The water given off by his cremation must have risen into the air and become increasingly diluted with the mass of the rest of the planet. Now the mass of the earth is about 5.98×1024 kilograms. And the mass of Adolf Hitler, pre cremation, about 100 kilograms (plus or minus 50kg). Now if the mass of Adolf was evenly diluted with the whole earth, that becomes a dilution of 1 part Adolf per 5.98×1022. In homeopathic terms this is extremely potent. This is approximately a potency of 22X, that is a 1:10 dilution repeated 22 times. Of course in reality, some parts of Adolf will be much more concentrated than this, but on average it would be reasonable to expect that each glass of water you drink is going to be a very powerful homeopathic Hitler. Now the exact consequences of drinking small amounts of Adolf over a long period of time have not yet been determined. However, we might make some predictions based on homeopathic theory.

The way homeopathy is supposed to work is that by exposing yourself to very dilute amounts of chemicals that produce certain symptoms, you will stimulate your body’s defences and prevent those symptoms from happening. For example, a chemical that produces chest pains might be diluted to produce a homeopathic remedy that protects you against chest pain.

So we might look at some of the things that were caused by Hitler. The effect of people all over the world taking a highly potentised dose of Adolf should, if homeopathy works, be a reduction of those symptoms for which Hitler was famous.

Now Hitler was intolerant of Jews, Poles and Homosexuals. As predicted by this theory there has been a marked improvement in the treatment of these three groups by people around the globe. Similarly, Adolf was also well known for starting and waging wars. While Hitler was in charge of Germany, there was a world war. Since then, there has not been a world war. More confirmation of the hypothesis that a homeopathic Hitler remedy has been of benefit to the world.

But then my brother has just pointed out that perhaps it is a case of a biodynamic effect, as opposed to homeopathic. Rudolf Steiner, bless his tiny wee brain, thought you could get rid of thistles by wandering round the paddock pulling all the flowers off.
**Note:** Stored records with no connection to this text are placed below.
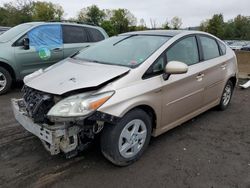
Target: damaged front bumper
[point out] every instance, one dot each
(55, 138)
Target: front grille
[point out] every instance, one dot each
(38, 104)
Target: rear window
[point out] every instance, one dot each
(222, 47)
(14, 31)
(74, 34)
(209, 47)
(95, 34)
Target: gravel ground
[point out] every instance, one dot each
(210, 151)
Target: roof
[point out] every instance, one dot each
(170, 33)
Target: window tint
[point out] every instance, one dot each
(95, 34)
(185, 51)
(19, 42)
(49, 36)
(209, 47)
(222, 47)
(158, 66)
(74, 34)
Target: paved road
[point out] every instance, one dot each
(212, 150)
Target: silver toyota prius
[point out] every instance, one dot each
(126, 89)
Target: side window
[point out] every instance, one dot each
(19, 42)
(158, 66)
(49, 36)
(209, 47)
(222, 47)
(185, 51)
(95, 34)
(74, 34)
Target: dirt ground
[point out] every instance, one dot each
(210, 151)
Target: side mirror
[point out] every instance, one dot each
(174, 67)
(26, 43)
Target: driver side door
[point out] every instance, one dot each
(183, 93)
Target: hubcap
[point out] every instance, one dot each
(132, 138)
(227, 95)
(3, 81)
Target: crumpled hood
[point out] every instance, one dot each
(71, 74)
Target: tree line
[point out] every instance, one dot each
(116, 21)
(234, 29)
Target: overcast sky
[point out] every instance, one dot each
(192, 12)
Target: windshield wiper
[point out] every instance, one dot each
(124, 39)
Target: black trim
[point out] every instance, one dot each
(101, 116)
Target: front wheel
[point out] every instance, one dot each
(5, 80)
(124, 143)
(226, 95)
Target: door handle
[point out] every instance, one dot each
(57, 50)
(200, 76)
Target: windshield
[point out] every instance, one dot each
(13, 32)
(129, 50)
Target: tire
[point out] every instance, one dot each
(124, 143)
(226, 96)
(5, 80)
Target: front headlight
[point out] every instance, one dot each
(79, 105)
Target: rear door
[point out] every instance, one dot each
(215, 66)
(75, 38)
(183, 94)
(45, 49)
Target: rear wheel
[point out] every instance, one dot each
(124, 143)
(5, 80)
(226, 95)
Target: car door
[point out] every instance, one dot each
(75, 38)
(45, 48)
(215, 66)
(182, 94)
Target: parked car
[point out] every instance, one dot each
(35, 45)
(246, 48)
(126, 89)
(3, 29)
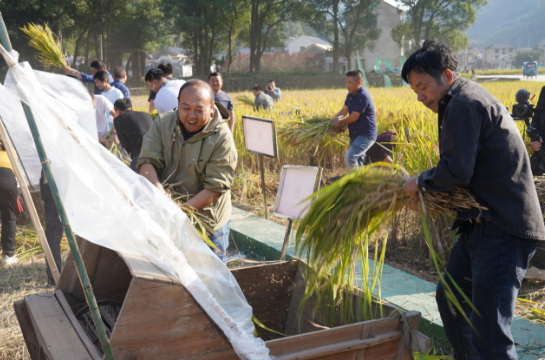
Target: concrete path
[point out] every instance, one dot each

Actually, that will work, but it was what he did next that was strange. He took the flowers home and burnt them and then sprinkled the ashes around the farm. He never worked out that the reason there were fewer thistles the next year was because somebody kept pulling the flowers off.

Some followers (why do they always have followers?) of Rudolf thought this might work with possums. They caught a few possums and cut off their testicles. I don’t know if the possums were alive at the time. They then burnt the testicles and sprinkled the ashes around the bush. According to them, the remaining possums moved out of the area. I can’t see possums giving up their genitalia without a fight, so I assume they killed them first. After all, they couldn’t have them go back to the bush saying “Watch out for the guy with the knife” But then again, maybe that’s what made the possums move out.

So when they burnt Adolf, it is fair to assume they didn’t remove his testicles first. Which means Hitler’s cremated testicular dust got blown around Berlin. From that day to this, there hasn’t been another fascist megalomaniac in charge of Germany. Perhaps there is something to this Biodynamics business after all?